EQUITY STICKS, by Ms. Lindsay Mouyal

While trying to help my student teacher, Susan, come up with a strategy to help her learn the 550+ student names I serve at two elementary schools, we came up with the idea to create "equity sticks." Susan's college supervisor made the suggestion to write student names on popsicle sticks and I had done this previously for select classes in years past. As mentioned in many classroom management books and blog posts, knowing your students and showing how much you really care is one of the most crucial and beneficial first steps in creating an encouraging classroom environment and working towards a successful classroom management plan.

At first I was skeptical that taking the time to create a cup or Ziploc bag with names for all classes and a stick with every student's name inside was the best use of our limited time; however after using them for almost two weeks now I can honestly say it was definitely worth it!

Once we started using the sticks we quickly realized that they not only have begun helping Susan remember student names, but they have also helped with classroom management in other ways.

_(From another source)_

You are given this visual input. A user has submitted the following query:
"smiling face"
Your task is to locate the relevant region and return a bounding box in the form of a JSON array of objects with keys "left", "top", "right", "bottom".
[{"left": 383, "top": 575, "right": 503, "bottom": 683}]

For one, it keeps students on their toes and more engaged when they see that instead of calling on students at random or calling on students who have their hands raised (which seemed to be the natural instinct of both my student teacher and myself) we would be drawing name sticks out of the bag at random. I even pointed out to the kids, when introducing the new system, that even I wouldn't know what name I would draw out of the bag. Susan told me that she overheard students whispering "I like that idea," and "Me too!" during one of the classes she introduced the equity sticks to. Another positive thing that came out of them is that once you pull a name out of the bag you set it aside and only call on students that haven't had a chance to share their ideas yet.

My students are already more engaged in class discussions and several students with whom I struggled to connect with on a more personal level (being that I only see most classes for 30 minutes a week) seem to view our interactions as more genuine and authentic.

Lindsay Mouyal is the art instructor for 2 Title I elementary schools in Alabama. She is National Board Certified, serves as the Birmingham Art Education Association Representative, was the AAEA Alabama Art Educator of the Year for 2013, and also currently serves at a local university teaching an art education methods course.